Vers une militarisation de la lutte contre l’immigration

Le système servira également à lutter contre le terrorisme, le crime organisé et l’immigration illégale. Une fois de plus, l’amalgame entre l’immigration et le terrorisme ou la criminalité est utilisé pour stigmatiser les personnes qui fuient la misère et pour justifier une escalade répressive toujours plus inquiétante. En se dotant de cet outil, la forteresse Europe fait le choix de suivre le chemin déjà tracé par les États-Unis à sa frontière avec le Mexique : blinder les frontières qui séparent les pays riches des pays pauvres, au moyen de murs physiques et électroniques, baptisés barrière ou clôture de sécurité. Il viendra renforcer les dispositifs déjà existant comme le Système intégré de surveillance extérieure qui vise à dissuader les migrant-e-s d’entrer en Europe par l’Espagne.

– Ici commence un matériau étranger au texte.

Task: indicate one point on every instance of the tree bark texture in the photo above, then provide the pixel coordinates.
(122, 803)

Cela va de pair avec une implication croissante des forces armées dans la gestion des flux migratoires. La force navale Active Endeavour, créée après le 11 septembre 2001 pour lutter contre le terrorisme en Méditerranée, a vu ses missions s’accroître au cours des années. Aujourd’hui, elle combat aussi l’immigration illégale.

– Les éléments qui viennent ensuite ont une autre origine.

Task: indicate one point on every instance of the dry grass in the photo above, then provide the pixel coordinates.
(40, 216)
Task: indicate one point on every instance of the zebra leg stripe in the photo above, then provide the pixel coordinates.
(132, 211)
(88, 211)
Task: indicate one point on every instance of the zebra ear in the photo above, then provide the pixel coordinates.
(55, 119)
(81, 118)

Le développement de l’AGS montre la direction que prend le “ Dialogue méditerranéen ” voulu par l’Otan, car son fonctionnement impliquera certainement les États d’Afrique du Nord. Le système détectera les passages de migrant-e-s et les forces répressives locales seront chargées de les intercepter, de les mettre dans des camps puis de les expulser, le tout avec une aide financière de l’union européenne. Les navires d’Active Endeavour traqueront celles et ceux qui passeront entre les mailles du filet.

Comme on le voit le mouvement contre l’implantation du centre nerveux de l’AGS à Séville a une importance qui dépasse largement le cadre du pays. Il est urgent de s’engager dans cette lutte aux côtés des Espagnol-e-s, de tisser des liens avec les Tchèques et les Polonais qui résistent à l’implantation de missiles anti-missiles dans leurs pays, de soutenir les Italiens et les italiennes, qui refusent la construction d’une base étasunienne à Vicence, d’œuvrer à la convergence de ces luttes dans un front international contre le militarisme. Dans cette perspective, la mobilisation en juin contre le sommet du G8 qui se tiendra à Rostock en Allemagne est une occasion à ne pas manquer.